5. The underground cavity three-dimensional data acquisition device according to claim 1, wherein the circuit bearing plate comprises a single chip microcomputer, a stepping motor driving plate, a voltage conversion and stabilizer, a data transmitter, an electric wire and a signal wire; one end of the voltage conversion and stabilizer is connected with the power supply, and the other end of the voltage conversion and stabilizer is connected with the singlechip, the laser radar and the camera; one end of a stepping motor drive plate is connected with a stepping motor, and the other end of the stepping motor drive plate is connected with the single chip microcomputer; one end of the data transmission line is connected with the laser radar, and the other end of the data transmission line is connected with the computer end; the electric wire and the signal wire are used for connecting the parts.
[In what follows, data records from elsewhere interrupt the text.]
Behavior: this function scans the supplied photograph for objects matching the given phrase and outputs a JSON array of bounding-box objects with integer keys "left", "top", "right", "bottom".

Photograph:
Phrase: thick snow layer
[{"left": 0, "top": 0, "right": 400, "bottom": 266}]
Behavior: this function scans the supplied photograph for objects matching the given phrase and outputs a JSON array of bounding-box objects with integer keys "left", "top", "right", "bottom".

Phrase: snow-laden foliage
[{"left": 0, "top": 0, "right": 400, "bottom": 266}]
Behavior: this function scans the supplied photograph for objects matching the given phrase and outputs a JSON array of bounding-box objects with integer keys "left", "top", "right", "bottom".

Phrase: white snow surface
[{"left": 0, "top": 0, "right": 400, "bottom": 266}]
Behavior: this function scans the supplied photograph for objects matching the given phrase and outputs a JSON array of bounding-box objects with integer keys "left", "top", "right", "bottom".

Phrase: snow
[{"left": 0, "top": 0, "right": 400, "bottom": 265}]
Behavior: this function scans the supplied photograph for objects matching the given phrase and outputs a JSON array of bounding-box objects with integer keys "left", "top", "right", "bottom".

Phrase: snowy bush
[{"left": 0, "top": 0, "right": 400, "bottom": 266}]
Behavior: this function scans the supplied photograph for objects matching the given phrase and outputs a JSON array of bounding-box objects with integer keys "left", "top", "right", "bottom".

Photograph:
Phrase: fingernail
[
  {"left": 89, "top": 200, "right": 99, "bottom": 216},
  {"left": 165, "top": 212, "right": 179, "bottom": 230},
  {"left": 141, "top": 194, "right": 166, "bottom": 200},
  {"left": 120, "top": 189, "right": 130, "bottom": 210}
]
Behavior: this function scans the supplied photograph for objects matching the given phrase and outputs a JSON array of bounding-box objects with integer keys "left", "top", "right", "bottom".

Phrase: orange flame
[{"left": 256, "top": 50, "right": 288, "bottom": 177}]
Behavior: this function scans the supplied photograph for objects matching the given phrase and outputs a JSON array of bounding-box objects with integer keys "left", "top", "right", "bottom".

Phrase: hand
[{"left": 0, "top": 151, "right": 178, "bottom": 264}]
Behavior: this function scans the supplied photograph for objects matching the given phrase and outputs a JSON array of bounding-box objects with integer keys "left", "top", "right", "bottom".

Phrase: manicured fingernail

6. The underground cavity three-dimensional data acquisition device according to claim 3 or 4, wherein the large gear comprises but is not limited to straight teeth M1X40, the small gear comprises but is not limited to straight teeth M1X20, the large bearing comprises but is not limited to 6021 type bearing, the small bearing comprises but is not limited to 609ZZ type bearing, the single chip microcomputer comprises but is not limited to STC12 single chip microcomputer, and the screw comprises but is not limited to M4 screw.

7. The underground cavity three-dimensional data acquisition device according to claim 3, wherein the detection end protection cover, the support, the detection end bearing seat, the motor frame, the scanning end protection cover, the outer laser radar seat, the scanning end bearing seat and the line bearing plate are made of materials including but not limited to aluminum materials or aluminum alloys.